Powerful women all over the world, yes Oprah as well, have warned the powers that be, that a complete social overhaul is underway. I love it, I love it all. Before this time, many women (and men) of influence had shared their own stories of sexual harassment, abuse and rape. Many stories tell of the strength these victims had to push back as well as the repercussions that had on their careers and livelihood. We will continue to applaud these voices.
When the conversation found its way to the motherland, many people, including myself, shared harrowing experiences of sexual harassment. It made me proud to have everyday people occupy online spaces with such relevant stories.
But there were those who felt the need to call out women who have succumbed to these pressures. I’ve seen many examples, referring to female students who have had to sleep with lecturers for better grades, or surreptitious relationships between bosses and employees. What now? Are we to say these women are less important or their experiences do not count simply because they ‘lost’ or ‘gave in’? Are they weaker or promiscuous because of their choices?

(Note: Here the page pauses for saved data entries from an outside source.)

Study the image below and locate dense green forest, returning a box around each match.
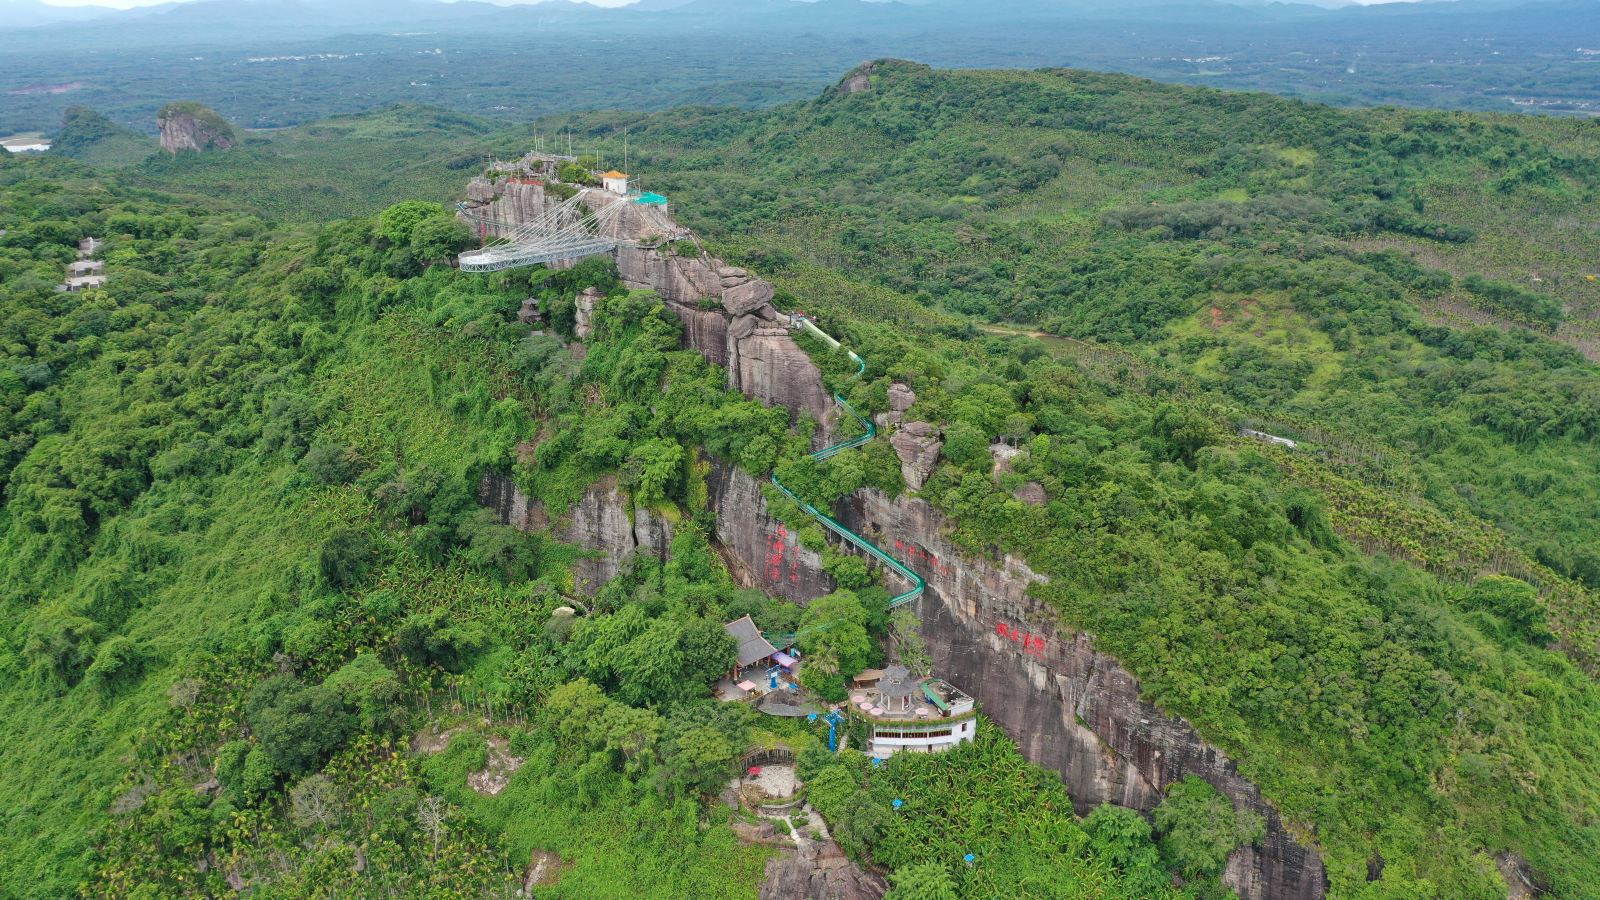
[4,60,1600,899]
[536,63,1600,896]
[560,62,1600,609]
[0,154,1202,897]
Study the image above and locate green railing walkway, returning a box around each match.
[770,316,925,610]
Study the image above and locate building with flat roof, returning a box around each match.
[846,664,977,758]
[62,275,107,292]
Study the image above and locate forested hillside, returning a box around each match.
[543,63,1600,896]
[562,61,1600,611]
[0,155,1190,897]
[3,61,1600,900]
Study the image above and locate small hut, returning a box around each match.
[723,615,778,681]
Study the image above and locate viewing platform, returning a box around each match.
[846,665,977,758]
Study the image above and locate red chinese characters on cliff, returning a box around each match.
[995,621,1048,659]
[766,526,801,584]
[891,539,956,578]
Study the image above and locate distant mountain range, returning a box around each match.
[0,0,1556,32]
[2,0,1595,136]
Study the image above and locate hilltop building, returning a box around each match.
[847,664,977,758]
[601,170,629,194]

Well I THINK not. But this isn’t surprising. Victim blaming and sex-shaming has always been the bane (one of many) of African womanhood. When you stand up for yourself, you are brash, when you do not, you are shamed. I am sure we all know that we are defeating the purpose of fighting sexual harassment, if we are going praise the outspoken victims or activists and condemn women who made other choices. On a daily basis, women have to make the decision to hold on to the aura of dignity assigned or be free. Daily, we are prepositioned, without any regard of the terror and discomfort we are caused. And we pay for this. There are young girls who grow up believing this is the way to get by. This is the way to rise to the top; Give a little piece of yourself to survive. It’s our reality.
I think the challenge we have here is that many people are still struggling to understand what constitutes sexual harassment. For instance, I understood our perspective better when I read the comment section on a BBC video coverage on the harassment of a Kenyan journalist. A lot of men, (and women too) believe it is normal for a woman to be catcalled, slapped on the butt or be propositioned by whoever and whenever.
Popular reactions on the video : She probably asked for it. What was she doing there in the first place?
I remember someone commenting that she was making a fuss about her breasts being groped when she recounted her experience.
It is an indication of the bigger problem we have here on the continent. We are guilty of victim shaming and silencing, because we fail to recognize that this is an issue in the first place. We cannot fix something, we are unable or unwilling to acknowledge. We are conditioned to believe that men wield their power, thus if you are caught in an unfavorable situation, you either did something to put yourself there or that’s just how the patriarchy system works. That’s life.
It’s no wonder many rather choose to suffer a dignified silence than speak up. I will not begrudge for that.
I think sexual harassment is horrendous, whether you concede to your attackers wiles or you resist. It is a mental turmoil that can take years to overcome. There are people who do not even know that they were or currently are victims, but only understand the discomfort and violation the ordeal can bring. Stories that are shared are so necessary because it is our hope for change, the beginning of a different mentality.